Lifting up Jesus Christ as King, and equipping His people to be all He has called them to be.

4:14 Having then a great high priest who has passed through the heavens, Jesus, the Son of God, let’s hold tightly to our confession.

Having taken nearly two chapters to discuss first the superiority of Christ over Moses, and then the necessity for God’s people to enter His rest, the writer now jumps back to the point he started out to make at the end of chapter 2 and the beginning of chapter 3: we have a high priest.

As he will go on to show in the following chapters, however, this high priest is quite unlike, and in every way superior to, the high priests of the old dispensation. Back in 2:17 he showed that this high priest has been made like us in every way, in order to identify with us and make reconciliation for us.

Since the writer has for the last chapter and a half been laboring the point that we must not fail to enter God’s rest through disobedience and unbelief, we must at this point ask how Christ as our high priest relates to entering that rest. In 1:3 the writer told us that “when He had by Himself purged our sins, [He] sat down on the right hand of the Majesty on high …”

Just as God labored in creation, then rested, so Christ labored in redemption, then rested. He has not only borne our sins, sicknesses and sorrows in His death, but in His resurrection and ascension He has entered into rest on our behalf. All the more reason why we should not fail to enter that rest for ourselves.

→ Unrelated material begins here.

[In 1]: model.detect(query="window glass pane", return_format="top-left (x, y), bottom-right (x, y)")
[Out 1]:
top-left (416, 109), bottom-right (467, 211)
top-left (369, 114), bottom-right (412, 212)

… who has passed through the heavens …

It is not just that Christ has returned to the position that, as God, had been His for all eternity. No, something far greater has happened: He has entered heaven as Man. He has entered heaven as our high priest. Forever more, there is a Man seated at the right hand of the Father.

Christ’s role as out high priest did not cease at His death. For all eternity, He continues to represent us to the Father. What’s more, His sacrifice is effective for all eternity. Having been offered once, it does not have to be repeated, but goes on forever providing forgiveness and reconciliation for mankind.

… let’s hold tightly to our confession.

It has been truly said that the Christian life is not just a step, but a walk. Yes, we take that first step when we repent of our sin and surrender our lives to Jesus Christ as our Lord and Saviour. We profess our belief in Him and our desire to follow and serve Him. But then we have to walk in it. We have to hold on to the things that we have said we believe, even when everything around us is pushing us in the other direction.

It is so easy to fall back into struggle; to fall back into trying to be good enough by our own strength, or to conform to some external form of legalism. It is so easy to fall into unbelief concerning the things that God has promised, or into disobedience concerning the things that He has required of us.

That’s when we need to remember our high priest: remember that He has already completed the work of redemption, as surely as God completed the work of creation; and that He is now at rest even whilst continuing His priestly role on our behalf, therefore we can rest in Him whilst allowing His Spirit to continue to work in us and through us.